PMML 1.0 -- Overview
What Is PMML?
A PMML document provides a
non-procedural definition of fully trained or
parameterized analytic models with sufficient information
for an application to deploy them. By parsing the PMML
using any standard XML parser the application can
determine the types of data input to and output from the
models, the detailed forms of the models, and how, in
terms of standard data mining terminology, to interpret
their results.
Detailed forms of models will vary
according to model types, but they all are complete
textual definitions. In parsed form they provide enough
information for some other entity to generate a program
or perform a parse-tree driven interpretive execution of
the model.
Version 1.0 of the standard provides a
small set of DTDs that specify the entities and
attributes for documenting decision tree and multinomial
logistic regression models. This is by no means a
comprehensive set, and our expectation is that this
standard will evolve very rapidly to cover a robust
collection of model types. The purpose of publishing this
limited set is to demonstrate the fundamentals of PMML
with a realistic and useful "initial value" of
what will emerge as a comprehensive and rich collection
of modeling capabilities.
Version 1.0 DTDs follow a common
pattern of combining a data dictionary with one or more
model definitions to which that dictionary immediately
applies. As you will see, our dictionary elements are
very primitive. We anticipate and look forward to
subsequent versions of this standard introducing
optimizations, such as bit vector expansions of
categorical fields or log transforms of continuous
fields, but we believe that before such optimizations can
be included it is necessary to agree on minimally
sufficient infrastructure. We also expect to provide
definitions based on XML Schema definitions, once those
become formal W3C recommendations.
Why PMML?
One major goal of PMML is to allow
applications and on-line analytic processing tools to
models obtained from multiple sources without having to
deal with individual differences between those sources.

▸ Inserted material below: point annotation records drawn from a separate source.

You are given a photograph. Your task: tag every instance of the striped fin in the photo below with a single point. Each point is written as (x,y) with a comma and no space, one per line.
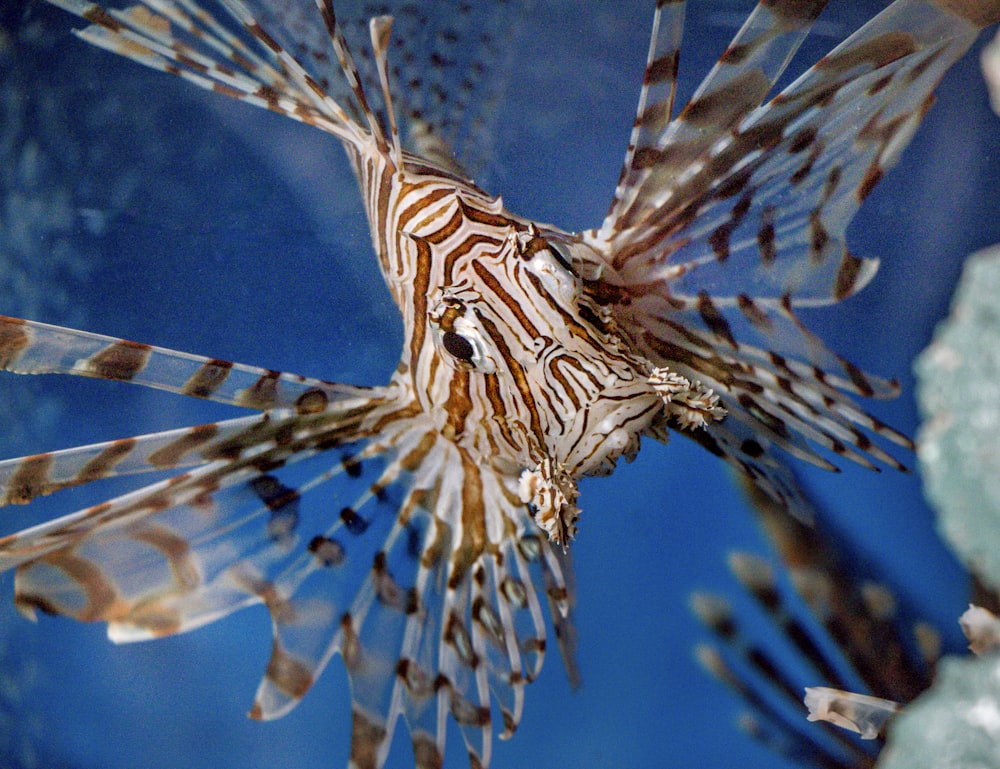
(656,99)
(29,347)
(449,69)
(762,209)
(794,402)
(432,605)
(265,441)
(181,38)
(737,85)
(871,641)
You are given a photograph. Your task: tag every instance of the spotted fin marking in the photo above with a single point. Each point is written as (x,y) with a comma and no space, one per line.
(751,65)
(430,613)
(736,215)
(29,347)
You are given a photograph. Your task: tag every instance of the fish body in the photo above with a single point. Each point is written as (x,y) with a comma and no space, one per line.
(532,357)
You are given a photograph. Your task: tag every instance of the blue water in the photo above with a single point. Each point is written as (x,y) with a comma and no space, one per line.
(237,234)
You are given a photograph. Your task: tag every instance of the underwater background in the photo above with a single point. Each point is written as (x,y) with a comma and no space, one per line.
(133,204)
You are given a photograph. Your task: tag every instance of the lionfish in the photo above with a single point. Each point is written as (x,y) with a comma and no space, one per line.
(532,357)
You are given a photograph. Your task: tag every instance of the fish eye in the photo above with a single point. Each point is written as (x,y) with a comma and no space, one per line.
(458,346)
(461,339)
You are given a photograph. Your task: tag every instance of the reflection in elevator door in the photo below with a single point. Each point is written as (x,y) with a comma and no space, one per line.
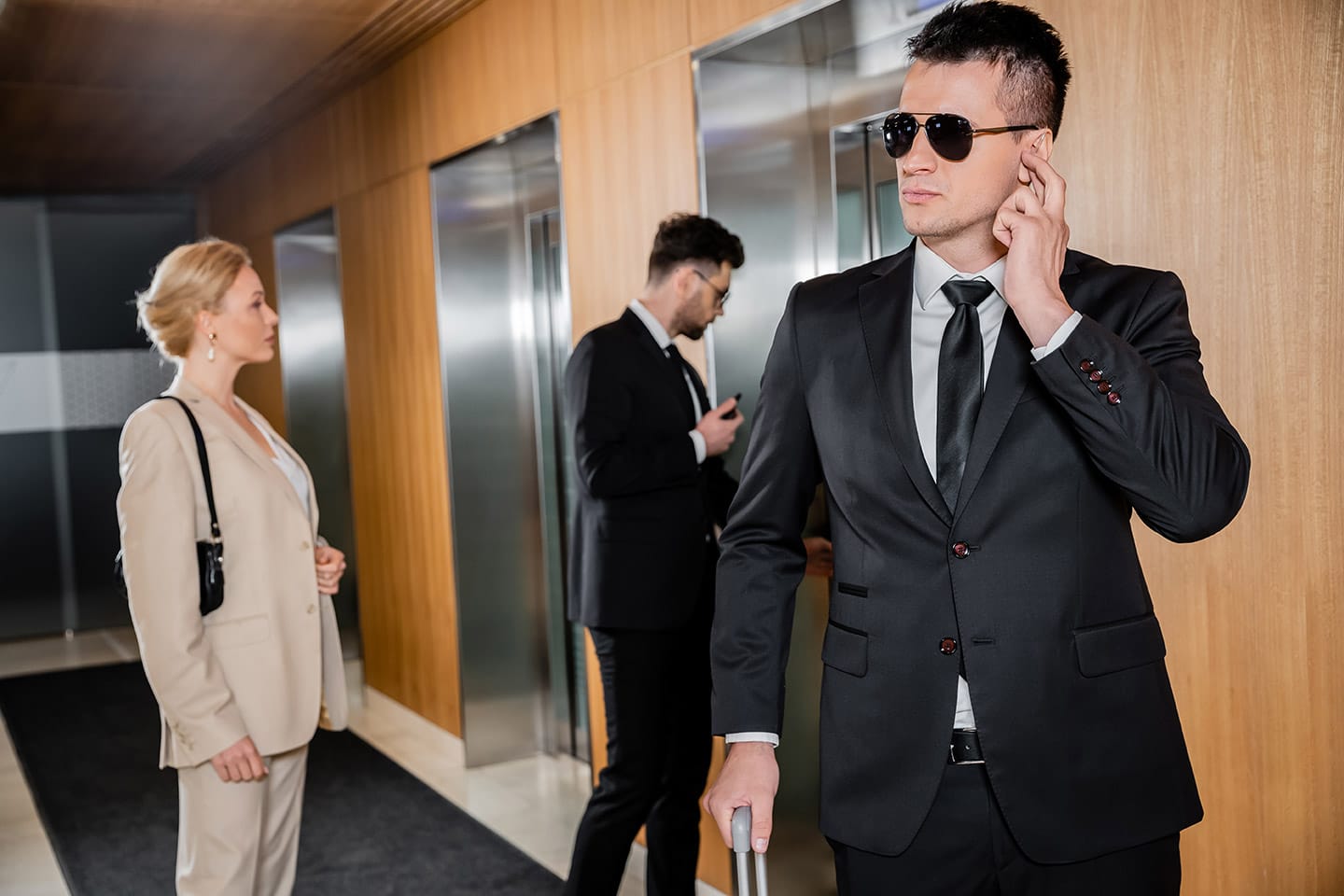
(867,195)
(503,318)
(312,351)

Another goal is to enable combined, collaborative use of
a potentially very large number of individual models and
proactive administration of collections of models based
on business needs as well as mathematical principles. We
believe these capabilities are fundamental to effective
deployment of analytic models in commercial application
domains. PMML, or something very like it, is urgently
needed to satisfy dramatically increased requirements for
statistical and data mining tools and technologies in
business systems.
PMML Strategy
PMML Version 1.0 has been developed by
a loose affiliation of Angoss, Magnify, NCR, SPSS, and
The University of Illinois, Chicago. Our strategy is to
turn this activity into a W3C working group and have PMML
become a W3C recommendation. As part of W3C affiliation
we expect to increase group membership to include other
major players in the data mining tools and applications
space.
|